ARID1B is a specific vulnerability in ARID1A-mutant cancers

Abstract

Recent studies have revealed that ARID1A, encoding AT-rich interactive domain 1A (SWI-like), is frequently mutated across a variety of human cancers and also has bona fide tumor suppressor properties. Consequently, identification of vulnerabilities conferred by ARID1A mutation would have major relevance for human cancer. Here, using a broad screening approach, we identify ARID1B, an ARID1A homolog whose gene product is mutually exclusive with ARID1A in SWI/SNF complexes, as the number 1 gene preferentially required for the survival of ARID1A-mutant cancer cell lines. We show that loss of ARID1B in ARID1A-deficient backgrounds destabilizes SWI/SNF and impairs proliferation in both cancer cells and primary cells. We also find that ARID1A and ARID1B are frequently co-mutated in cancer but that ARID1A-deficient cancers retain at least one functional ARID1B allele. These results suggest that loss of ARID1A and ARID1B alleles cooperatively promotes cancer formation but also results in a unique functional dependence. The results further identify ARID1B as a potential therapeutic target for ARID1A-mutant cancers.

Figure 1. ARID1B is a specific vulnerability in ARID1A-mutant cancer cell lines

(a) Rank list of vulnerabilities identified by screen of Achilles platform cell lines. ARID1B is the #1 gene preferentially essential for the growth of ARID1A-mutant cancer cell lines as compared to wildtype cancer cell lines. (b) Effects of ARID1B shRNAs across cell lines in the Achilles screen. Negative values indicate growth inhibition while positive values reflect growth enhancement. In the top panel, cell lines with any identified ARID1A mutation compared to the reference genome are indicated in red. In the bottom panel, only those cell lines with clear inactivating mutations in ARID1A are shown in red. (c) Immunoblots showing the results of two independent shRNAs targeting ARID1B in ES-2 and 293T (ARID1A-wildtype lines) and in OVISE, and TOV21G (ARID1A-mutant lines). (d) Proliferation of wildtype (ES-2 and 293T) and ARID1A-mutant (OVISE and TOV21G) cell lines in response to two independent ARID1B shRNAs. * p<0.0002 **p<4×10⁻⁸ #p>0.05 ##p<0.05 Data are expressed as mean ± S.D. (e) Colony formation in response to ARID1B knockdown in wildtype and ARID1A-mutant cell lines.

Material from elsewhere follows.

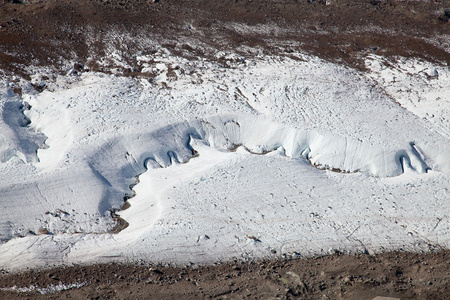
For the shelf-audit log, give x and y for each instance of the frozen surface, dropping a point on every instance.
(267, 157)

Figure 2. ARID1B is required for the maintenance of an intact SWI/SNF complex in ARID1A-mutant cancer cell lines and primary cells

(a) Immunoprecipitation of the SWI/SNF complex by SMARCC1 from the nuclear extract of ES-2, OVISE, and TOV21G cells upon treatment with control shRNA or two independent ARID1B shRNAs. (b) Sucrose sedimentation (20−50%) assay of SWI/SNF complex from ARID1A-mutant TOV21G cells treated with either control shRNA (top half) or ARID1B shRNA (bottom half). (c) Immunoprecipitation of the SWI/SNF complex by Smarcc1 from the nuclear extract of MEFs with indicated treatment. (d) Sucrose sedimentation (20−50%) assay of the SWI/SNF complex from the nuclear extract of MEFs with indicated treatment: control shRNA treated MEFs (top half) or Arid1a knockout (KO) and Arid1b knockdown (KD) MEFs (bottom half) (e) Model: Inactivating mutations in ARID1A promote oncogenic transformation but also create specific dependency on ARID1B. Inhibition of ARID1B in ARID1A-mutant cells destabilizes the SWI/SNF complex and results in impaired cell growth.